At the conclusion of an intriguing experiment. Wardle has escaped a juggernaut by surrendering his invention to the commercial side of the web. He speaks respectfully of the Times‘ approach to puzzles (its news release noted that it brought the world the Times crossword in 1942), and said that the company would keep Wordle in front of its paywall. The Times, however, added the word “initially” to that promise, because even though in SEC filings the company’s stated mission is to operate “as an independent newspaper, entirely fearless, free of ulterior influence and unselfishly devoted to the public welfare,” it needs money to do that. Its Games subscription has 1 million digital subscribers, paying $5 a month, or $40 a year.

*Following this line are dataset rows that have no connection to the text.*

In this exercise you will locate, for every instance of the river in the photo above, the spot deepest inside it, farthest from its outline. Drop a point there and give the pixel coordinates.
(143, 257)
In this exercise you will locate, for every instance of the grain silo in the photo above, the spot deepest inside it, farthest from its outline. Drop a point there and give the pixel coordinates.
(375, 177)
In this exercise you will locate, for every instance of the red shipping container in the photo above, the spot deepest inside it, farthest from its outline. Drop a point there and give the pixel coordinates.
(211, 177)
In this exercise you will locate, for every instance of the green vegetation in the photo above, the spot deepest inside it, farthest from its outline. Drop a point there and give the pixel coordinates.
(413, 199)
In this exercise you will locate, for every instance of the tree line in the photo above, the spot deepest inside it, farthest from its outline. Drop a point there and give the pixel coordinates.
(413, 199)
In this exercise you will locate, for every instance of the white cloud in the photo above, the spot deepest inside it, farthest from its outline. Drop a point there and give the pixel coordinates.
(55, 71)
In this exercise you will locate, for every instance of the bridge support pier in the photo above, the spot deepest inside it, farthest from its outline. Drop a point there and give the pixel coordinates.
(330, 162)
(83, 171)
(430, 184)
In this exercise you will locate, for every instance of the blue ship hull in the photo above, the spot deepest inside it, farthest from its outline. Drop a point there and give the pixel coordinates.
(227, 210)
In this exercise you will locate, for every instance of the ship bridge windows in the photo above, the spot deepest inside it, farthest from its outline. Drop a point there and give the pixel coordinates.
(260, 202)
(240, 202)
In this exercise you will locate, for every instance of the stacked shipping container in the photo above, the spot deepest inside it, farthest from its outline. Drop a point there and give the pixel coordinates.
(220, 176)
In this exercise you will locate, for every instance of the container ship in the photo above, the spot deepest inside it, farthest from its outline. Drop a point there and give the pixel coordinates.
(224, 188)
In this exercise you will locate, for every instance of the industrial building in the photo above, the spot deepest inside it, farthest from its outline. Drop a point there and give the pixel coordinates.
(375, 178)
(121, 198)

This frees Wardle to concentrate on his day job as a software engineer—and return to the other internet, the edges of which glimmers from his home page and Twitter feed. It seems lighter and more airy than the one where we spend so much of our lives. Cartoon people frolic, and artists invent games for their sweethearts. At times, however, one web touches the other. You can witness this phenomenon in the YouTube video on Wardle’s site, which shows a talk he gave about some of his projects at Reddit.
The most fascinating was called simply Place. It was a blank canvas visitors were invited to fill, one pixel of color at a time. But people had to take turns. If you laid down a tile, you had to wait five minutes before you could lay down another one. The first image that took shape looked like a drawing from a bathroom wall. It was a phallus. Wardle began to despair. “One of the issues we face is around collaboration,” he says in the YouTube after-action report. “A small group of toxic people can ruin the experience for the many.”

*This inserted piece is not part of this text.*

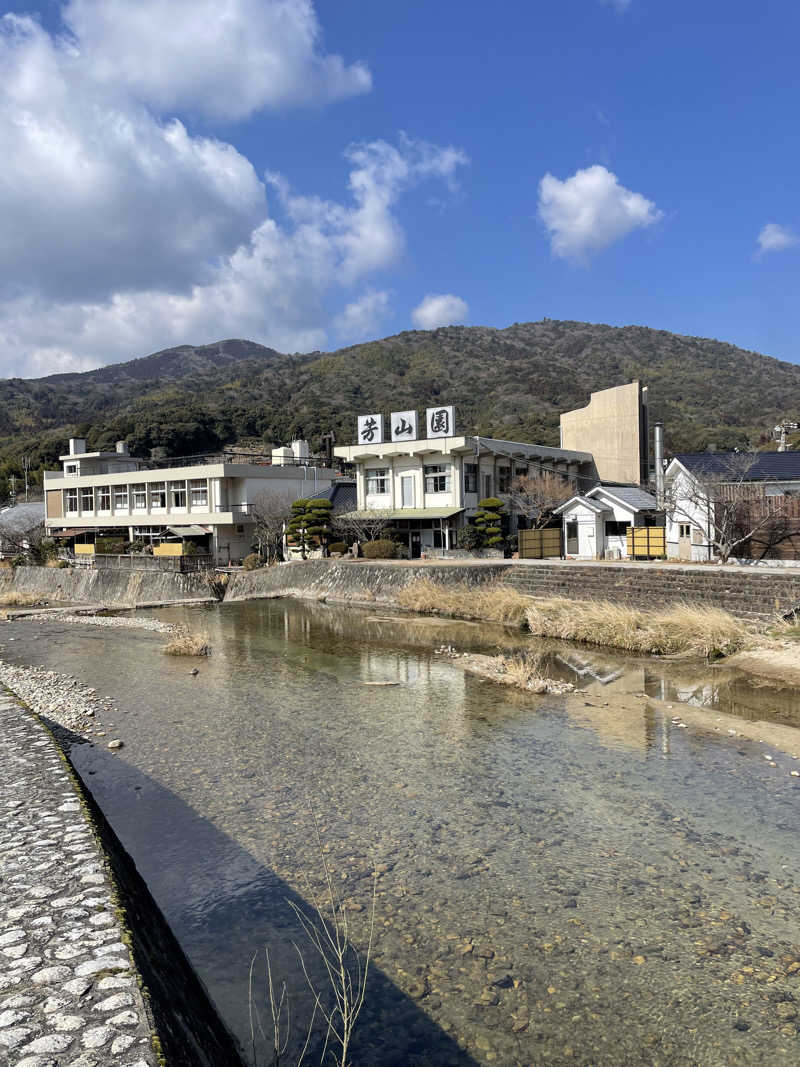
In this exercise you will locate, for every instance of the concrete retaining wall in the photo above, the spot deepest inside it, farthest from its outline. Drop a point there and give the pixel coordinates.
(112, 588)
(747, 593)
(355, 582)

Then he realized that the people arriving at Place were being shown only what had already been started. He tweaked the code to bring newcomers to a stretch of virgin canvas, where they could start fresh. And they did. Three days later, after a million people had placed 16 million tiles, Place ended up as a striking mosaic.
Staring out the windshield, Wardle explains:
“So previously, when everyone was standing in the center of the canvas, they’d see this big phallic thing emerging, and they would contribute to it. When we started them in a blank area of the canvas, I think it maybe challenged them to think about what they would like to create, right, it wasn’t just ‘add to the first thing that was there.’
“And I’m, like, wary of trying to extrapolate that out to make a statement about what tech companies should or shouldn’t be doing, right? It was an art project on the internet. But I think for me personally, it was like really useful to think about what responsibility you have when you create a space for people interact. You actually make a ton of decisions that impact the way that they interact with one another. And humans interacting is very, very complicated. Humans are very, very complicated.”